STORIES

IN MEMORIAM
DÍLI DO MACUCO (... - 1983)
Culture and Language in Brief

February 22, 2017

Greg Urban
University of Pennsylvania

DÍLI-DO-MACUCO

A hole was torn in the fabric of indigenous Brazilian society on July 10, 1983, with the death of Díli Pènpèl, affectionately known as Díli of the Macuco.

Díli was the principal guardian of the traditional Laklãnõ-Xokleng culture of Santa Catarina. Probably born in the early 1890s, he witnessed the first peaceful contact between his people and the “white man” in 1914. He was the son of Kuzug Gaklã, the visionary leader of the Laklãnõ band, who guided his people through the traumatic years of the initial contact.

Díli of the Macuco (or Díli tõ vo in Laklãnõ-Xokleng) earned his nickname when he gave a macuco bird to an indigenous Kaingang girl named Kàwãn. She had come from Paraná to help the Brazilians in their attempts to “pacify” the Xokleng, and Díli was enraptured by her beauty. The story has been confirmed by Díli himself, among others.

Nanblá Gakran

For more than 60 years, Díli lived with his first wife, Wãñkome, who passed away a few years ago. Today, their children have assumed positions of importance in the Laklãnõ-Xokleng community.

In the almost 70 years since initial contact, the Xokleng have suffered enormous stresses from the Brazilian colonizers, who now occupy most of their traditional hunting territory. Catholic missionaries filled their minds with new ideas; a road was built through their reserve; and along with the road came Brazilian traders and diseases. Many young people have already lost interest in the traditional ways. During this whole traumatic period, one reference point remained steadfast, an anchor in a sea of changes. That anchor was Díli do Macuco.

During all these years, Díli never learned Portuguese, and people suspected it was a deliberate refusal. For Díli, the Laklãnõ language was a symbol of his identity. Only when I finally learned to converse in Laklãnõ-Xokleng was I able to realize the vastness of Díli’s knowledge. By 1981 and 1982, he was the only living Laklãnõ-Xokleng who could recite the entire origin myth by heart, and as I walked with him through the forests, I could see that the myth was still alive in him, shaping his vision and understanding of the world. It was as if the origin myth revealed a purpose amidst the chaos of change; the transformations were made intelligible as part of the natural processes of life.

In 1982 I was invited to give a lecture about the Xokleng at Blumenau University in Santa Catarina. I invited Díli to accompany me. While I addressed the formally attired audience, there was Díli, barefoot, wearing some old clothes I had brought him from São Paulo. Many years earlier, he had sacked the homes of Blumenau’s first colonizers. Now, here he was in the same place, the living embodiment of continuity with that past. After singing a traditional song, which was warmly applauded, Díli turned to me and said: “Tell them that we need blankets and clothing. Winter is coming and it will get cold. Please, do this for my people.” After his request, sixty blankets and countless bags of clothing were sent to the indigenous reserve.

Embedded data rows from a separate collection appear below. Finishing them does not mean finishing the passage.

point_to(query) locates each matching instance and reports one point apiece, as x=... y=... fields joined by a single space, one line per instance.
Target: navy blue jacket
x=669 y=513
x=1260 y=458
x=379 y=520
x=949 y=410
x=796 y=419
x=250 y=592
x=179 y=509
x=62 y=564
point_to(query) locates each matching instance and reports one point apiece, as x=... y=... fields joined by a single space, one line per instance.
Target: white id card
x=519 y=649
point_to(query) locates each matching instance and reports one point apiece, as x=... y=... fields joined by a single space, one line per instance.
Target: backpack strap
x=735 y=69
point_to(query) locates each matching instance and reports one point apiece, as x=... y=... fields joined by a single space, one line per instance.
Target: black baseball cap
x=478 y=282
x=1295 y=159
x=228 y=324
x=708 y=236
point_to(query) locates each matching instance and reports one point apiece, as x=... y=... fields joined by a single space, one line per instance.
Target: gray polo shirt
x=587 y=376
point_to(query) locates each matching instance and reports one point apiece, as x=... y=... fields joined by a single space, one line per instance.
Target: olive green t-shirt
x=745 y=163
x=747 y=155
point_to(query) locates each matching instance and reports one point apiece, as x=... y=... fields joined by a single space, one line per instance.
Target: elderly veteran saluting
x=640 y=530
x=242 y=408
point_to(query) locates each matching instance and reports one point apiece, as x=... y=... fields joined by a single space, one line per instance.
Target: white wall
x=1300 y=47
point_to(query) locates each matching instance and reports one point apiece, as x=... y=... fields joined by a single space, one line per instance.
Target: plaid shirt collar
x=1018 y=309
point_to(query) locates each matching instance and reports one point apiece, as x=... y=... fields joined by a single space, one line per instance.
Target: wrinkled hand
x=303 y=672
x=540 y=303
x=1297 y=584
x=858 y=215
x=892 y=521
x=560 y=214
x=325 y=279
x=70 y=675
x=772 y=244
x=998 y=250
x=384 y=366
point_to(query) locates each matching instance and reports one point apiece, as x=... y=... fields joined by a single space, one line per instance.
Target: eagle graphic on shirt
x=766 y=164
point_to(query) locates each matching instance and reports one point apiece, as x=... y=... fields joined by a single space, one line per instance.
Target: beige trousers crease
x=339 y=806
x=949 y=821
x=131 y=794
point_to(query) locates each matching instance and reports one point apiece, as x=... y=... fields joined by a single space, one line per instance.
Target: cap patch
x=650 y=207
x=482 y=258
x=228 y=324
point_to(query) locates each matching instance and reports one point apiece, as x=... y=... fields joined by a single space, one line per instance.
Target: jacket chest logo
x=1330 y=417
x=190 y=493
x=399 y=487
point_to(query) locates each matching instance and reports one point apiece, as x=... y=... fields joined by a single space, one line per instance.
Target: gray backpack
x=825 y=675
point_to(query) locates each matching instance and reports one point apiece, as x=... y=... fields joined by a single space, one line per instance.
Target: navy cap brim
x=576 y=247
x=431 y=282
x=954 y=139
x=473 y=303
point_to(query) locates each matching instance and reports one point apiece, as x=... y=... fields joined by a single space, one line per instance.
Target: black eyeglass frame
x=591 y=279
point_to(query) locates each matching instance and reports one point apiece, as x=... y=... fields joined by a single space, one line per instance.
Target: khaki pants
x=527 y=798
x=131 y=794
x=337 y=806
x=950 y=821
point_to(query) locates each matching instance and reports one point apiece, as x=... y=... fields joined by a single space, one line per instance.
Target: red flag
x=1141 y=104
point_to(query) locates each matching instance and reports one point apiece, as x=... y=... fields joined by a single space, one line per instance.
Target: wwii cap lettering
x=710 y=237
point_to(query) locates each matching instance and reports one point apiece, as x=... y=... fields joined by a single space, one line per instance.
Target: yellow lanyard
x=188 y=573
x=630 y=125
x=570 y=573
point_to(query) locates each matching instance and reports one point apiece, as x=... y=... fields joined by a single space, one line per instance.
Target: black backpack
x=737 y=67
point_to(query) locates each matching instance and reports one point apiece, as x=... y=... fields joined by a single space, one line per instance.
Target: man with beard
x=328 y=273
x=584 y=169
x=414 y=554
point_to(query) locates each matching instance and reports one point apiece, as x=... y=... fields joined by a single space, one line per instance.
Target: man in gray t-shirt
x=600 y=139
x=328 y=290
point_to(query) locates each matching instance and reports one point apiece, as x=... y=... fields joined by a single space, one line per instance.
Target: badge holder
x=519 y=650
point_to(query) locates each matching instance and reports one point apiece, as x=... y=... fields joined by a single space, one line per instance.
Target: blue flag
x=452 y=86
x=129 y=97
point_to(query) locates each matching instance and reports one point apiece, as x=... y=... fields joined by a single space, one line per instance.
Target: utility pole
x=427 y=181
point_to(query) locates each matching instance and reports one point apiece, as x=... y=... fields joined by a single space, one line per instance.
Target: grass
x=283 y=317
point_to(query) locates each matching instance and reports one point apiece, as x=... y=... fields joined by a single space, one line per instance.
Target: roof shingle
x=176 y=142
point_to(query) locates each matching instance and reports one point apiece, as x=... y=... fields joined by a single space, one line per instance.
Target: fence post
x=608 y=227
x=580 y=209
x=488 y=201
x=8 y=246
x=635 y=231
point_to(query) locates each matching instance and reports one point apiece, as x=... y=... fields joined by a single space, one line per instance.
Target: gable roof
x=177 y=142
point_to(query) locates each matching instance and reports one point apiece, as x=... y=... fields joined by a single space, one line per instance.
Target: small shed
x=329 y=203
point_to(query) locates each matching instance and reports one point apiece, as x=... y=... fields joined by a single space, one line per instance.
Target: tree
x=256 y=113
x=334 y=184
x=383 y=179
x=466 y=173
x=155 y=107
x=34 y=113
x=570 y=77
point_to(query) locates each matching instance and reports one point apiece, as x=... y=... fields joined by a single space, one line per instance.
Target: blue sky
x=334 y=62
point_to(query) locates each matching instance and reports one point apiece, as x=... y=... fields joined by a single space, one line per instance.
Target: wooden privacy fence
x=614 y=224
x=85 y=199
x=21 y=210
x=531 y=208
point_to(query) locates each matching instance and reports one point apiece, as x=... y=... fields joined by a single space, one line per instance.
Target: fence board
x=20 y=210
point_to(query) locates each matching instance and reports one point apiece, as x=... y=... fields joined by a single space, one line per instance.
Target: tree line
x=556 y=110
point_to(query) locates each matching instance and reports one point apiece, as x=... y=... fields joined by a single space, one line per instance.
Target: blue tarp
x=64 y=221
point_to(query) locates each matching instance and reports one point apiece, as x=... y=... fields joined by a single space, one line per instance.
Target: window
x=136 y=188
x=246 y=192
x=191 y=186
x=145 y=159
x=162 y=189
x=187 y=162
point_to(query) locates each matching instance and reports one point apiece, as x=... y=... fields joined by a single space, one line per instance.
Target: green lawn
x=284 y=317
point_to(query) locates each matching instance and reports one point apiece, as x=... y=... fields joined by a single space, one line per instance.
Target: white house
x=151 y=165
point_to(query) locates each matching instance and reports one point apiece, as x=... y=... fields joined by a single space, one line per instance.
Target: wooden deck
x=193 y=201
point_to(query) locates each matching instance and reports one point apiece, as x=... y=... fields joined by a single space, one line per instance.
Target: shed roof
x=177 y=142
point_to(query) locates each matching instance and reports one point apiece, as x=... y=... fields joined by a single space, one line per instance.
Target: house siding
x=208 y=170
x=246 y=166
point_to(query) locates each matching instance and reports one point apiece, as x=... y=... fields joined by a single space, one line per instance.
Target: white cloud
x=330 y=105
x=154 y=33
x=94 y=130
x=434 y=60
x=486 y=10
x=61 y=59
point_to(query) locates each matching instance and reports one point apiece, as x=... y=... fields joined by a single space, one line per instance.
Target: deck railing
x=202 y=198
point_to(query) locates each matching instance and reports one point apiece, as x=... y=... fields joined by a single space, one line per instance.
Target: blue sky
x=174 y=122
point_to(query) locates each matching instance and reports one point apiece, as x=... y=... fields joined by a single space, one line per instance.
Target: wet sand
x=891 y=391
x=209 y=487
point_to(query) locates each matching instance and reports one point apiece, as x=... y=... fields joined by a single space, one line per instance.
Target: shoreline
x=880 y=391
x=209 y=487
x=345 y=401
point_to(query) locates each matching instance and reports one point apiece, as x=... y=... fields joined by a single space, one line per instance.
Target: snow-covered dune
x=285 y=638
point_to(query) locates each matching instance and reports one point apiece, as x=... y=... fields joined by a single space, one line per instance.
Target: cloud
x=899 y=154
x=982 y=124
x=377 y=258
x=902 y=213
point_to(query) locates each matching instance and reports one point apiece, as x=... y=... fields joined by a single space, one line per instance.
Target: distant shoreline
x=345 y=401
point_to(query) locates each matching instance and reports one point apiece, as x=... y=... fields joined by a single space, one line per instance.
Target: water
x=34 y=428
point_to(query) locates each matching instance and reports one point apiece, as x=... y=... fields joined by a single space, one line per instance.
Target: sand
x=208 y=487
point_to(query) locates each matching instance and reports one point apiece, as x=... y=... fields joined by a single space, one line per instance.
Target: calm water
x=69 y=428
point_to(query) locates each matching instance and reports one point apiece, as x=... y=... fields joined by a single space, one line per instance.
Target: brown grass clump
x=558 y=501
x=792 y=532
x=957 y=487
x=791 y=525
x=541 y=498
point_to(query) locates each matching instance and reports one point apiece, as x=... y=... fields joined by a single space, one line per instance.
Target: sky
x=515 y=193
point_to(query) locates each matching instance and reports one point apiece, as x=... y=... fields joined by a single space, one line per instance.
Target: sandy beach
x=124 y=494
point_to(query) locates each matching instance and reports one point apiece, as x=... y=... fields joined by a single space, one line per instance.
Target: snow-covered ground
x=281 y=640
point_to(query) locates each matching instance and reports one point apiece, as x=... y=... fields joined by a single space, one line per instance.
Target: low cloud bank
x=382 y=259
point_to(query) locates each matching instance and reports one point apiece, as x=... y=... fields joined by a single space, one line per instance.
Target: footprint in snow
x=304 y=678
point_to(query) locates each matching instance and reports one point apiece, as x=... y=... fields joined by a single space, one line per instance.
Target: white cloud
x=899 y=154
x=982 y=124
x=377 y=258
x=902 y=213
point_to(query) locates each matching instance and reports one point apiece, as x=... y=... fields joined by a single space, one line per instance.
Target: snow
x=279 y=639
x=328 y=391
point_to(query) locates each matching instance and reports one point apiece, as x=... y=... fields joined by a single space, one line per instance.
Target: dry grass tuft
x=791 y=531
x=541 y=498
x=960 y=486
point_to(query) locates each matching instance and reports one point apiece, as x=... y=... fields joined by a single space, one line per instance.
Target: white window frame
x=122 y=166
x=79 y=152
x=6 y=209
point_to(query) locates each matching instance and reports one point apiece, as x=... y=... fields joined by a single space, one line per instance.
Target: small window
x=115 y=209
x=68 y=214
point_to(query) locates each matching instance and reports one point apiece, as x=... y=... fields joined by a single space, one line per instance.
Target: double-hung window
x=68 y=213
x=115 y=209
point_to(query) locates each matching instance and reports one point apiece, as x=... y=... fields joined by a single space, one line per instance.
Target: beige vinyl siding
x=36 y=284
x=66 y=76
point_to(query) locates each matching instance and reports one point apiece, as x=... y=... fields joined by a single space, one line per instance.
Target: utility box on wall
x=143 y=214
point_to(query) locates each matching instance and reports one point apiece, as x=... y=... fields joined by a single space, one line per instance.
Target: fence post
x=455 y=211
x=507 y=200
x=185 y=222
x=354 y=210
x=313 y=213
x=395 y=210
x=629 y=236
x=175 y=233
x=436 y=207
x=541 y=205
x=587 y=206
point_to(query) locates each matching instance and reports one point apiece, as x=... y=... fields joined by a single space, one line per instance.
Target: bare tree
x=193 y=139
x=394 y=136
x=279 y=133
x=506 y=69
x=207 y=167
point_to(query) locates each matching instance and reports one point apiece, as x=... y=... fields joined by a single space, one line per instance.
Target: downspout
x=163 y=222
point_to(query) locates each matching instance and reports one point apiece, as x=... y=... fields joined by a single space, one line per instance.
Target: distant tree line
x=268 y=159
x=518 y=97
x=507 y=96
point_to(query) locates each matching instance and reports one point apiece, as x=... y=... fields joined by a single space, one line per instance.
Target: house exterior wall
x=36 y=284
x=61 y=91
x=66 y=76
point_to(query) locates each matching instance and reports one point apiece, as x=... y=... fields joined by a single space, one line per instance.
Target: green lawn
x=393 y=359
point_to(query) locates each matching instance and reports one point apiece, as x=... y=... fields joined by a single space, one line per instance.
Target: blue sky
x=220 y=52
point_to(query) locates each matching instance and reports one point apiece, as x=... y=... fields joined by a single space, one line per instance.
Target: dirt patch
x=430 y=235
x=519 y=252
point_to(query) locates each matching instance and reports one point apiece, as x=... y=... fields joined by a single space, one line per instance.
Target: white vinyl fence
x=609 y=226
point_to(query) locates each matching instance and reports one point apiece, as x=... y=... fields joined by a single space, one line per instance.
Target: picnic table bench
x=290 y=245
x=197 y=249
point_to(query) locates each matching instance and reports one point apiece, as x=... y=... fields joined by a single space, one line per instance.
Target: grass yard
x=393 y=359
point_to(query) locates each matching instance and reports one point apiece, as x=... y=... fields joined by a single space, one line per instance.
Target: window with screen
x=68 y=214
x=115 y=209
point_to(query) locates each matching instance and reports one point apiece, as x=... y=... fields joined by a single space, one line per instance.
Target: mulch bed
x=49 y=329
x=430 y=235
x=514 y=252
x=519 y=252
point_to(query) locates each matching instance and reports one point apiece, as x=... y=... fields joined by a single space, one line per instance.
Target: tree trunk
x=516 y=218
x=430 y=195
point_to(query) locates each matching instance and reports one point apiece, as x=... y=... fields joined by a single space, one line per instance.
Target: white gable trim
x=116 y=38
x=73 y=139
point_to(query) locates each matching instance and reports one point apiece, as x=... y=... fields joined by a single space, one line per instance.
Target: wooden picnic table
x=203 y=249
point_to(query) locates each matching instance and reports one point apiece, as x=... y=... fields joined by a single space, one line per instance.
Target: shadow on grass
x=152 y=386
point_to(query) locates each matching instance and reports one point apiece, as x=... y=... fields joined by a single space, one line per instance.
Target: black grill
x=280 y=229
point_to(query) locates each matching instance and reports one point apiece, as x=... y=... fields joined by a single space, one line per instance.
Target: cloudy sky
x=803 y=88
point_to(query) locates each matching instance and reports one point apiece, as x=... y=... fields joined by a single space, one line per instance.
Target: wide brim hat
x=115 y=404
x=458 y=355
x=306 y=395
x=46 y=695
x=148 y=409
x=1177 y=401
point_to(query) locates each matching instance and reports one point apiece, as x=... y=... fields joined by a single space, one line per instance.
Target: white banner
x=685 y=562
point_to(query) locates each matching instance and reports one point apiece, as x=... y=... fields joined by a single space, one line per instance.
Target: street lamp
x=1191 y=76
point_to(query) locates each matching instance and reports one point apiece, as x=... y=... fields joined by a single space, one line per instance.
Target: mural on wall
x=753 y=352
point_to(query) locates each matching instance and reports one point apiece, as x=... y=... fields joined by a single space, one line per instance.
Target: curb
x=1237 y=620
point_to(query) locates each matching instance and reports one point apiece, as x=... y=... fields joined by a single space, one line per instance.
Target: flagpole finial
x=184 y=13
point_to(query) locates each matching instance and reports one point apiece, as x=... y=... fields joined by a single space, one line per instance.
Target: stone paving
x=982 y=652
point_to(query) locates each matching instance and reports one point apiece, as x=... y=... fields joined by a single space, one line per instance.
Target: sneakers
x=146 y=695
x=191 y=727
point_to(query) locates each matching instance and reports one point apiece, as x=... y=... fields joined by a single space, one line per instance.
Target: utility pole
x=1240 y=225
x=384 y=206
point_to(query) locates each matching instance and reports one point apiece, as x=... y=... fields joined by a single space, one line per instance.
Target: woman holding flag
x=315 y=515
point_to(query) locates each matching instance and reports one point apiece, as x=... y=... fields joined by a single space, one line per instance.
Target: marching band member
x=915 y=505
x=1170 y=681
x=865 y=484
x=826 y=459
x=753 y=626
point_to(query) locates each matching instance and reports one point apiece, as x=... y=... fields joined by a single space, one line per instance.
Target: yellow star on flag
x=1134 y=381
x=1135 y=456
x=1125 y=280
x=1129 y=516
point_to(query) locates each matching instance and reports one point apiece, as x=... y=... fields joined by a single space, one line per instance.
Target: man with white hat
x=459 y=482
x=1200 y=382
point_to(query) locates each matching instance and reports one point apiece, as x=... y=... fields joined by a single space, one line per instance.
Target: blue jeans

Díli do Macuco has died, and a significant portion of traditional Laklãnõ-Xokleng culture has died with him. The Xokleng whom I have known were never particularly sentimental, always looking resolutely to the future, tirelessly in search of the new. In the words of the origin myth, we go forward “confronting our destiny.” Now, to our great sorrow, the Laklãnõ-Xokleng will have to confront that destiny without Díli.


Published in Revista de Antropologia, Vol. XXVII/XXVIII, São Paulo, 1984/1985.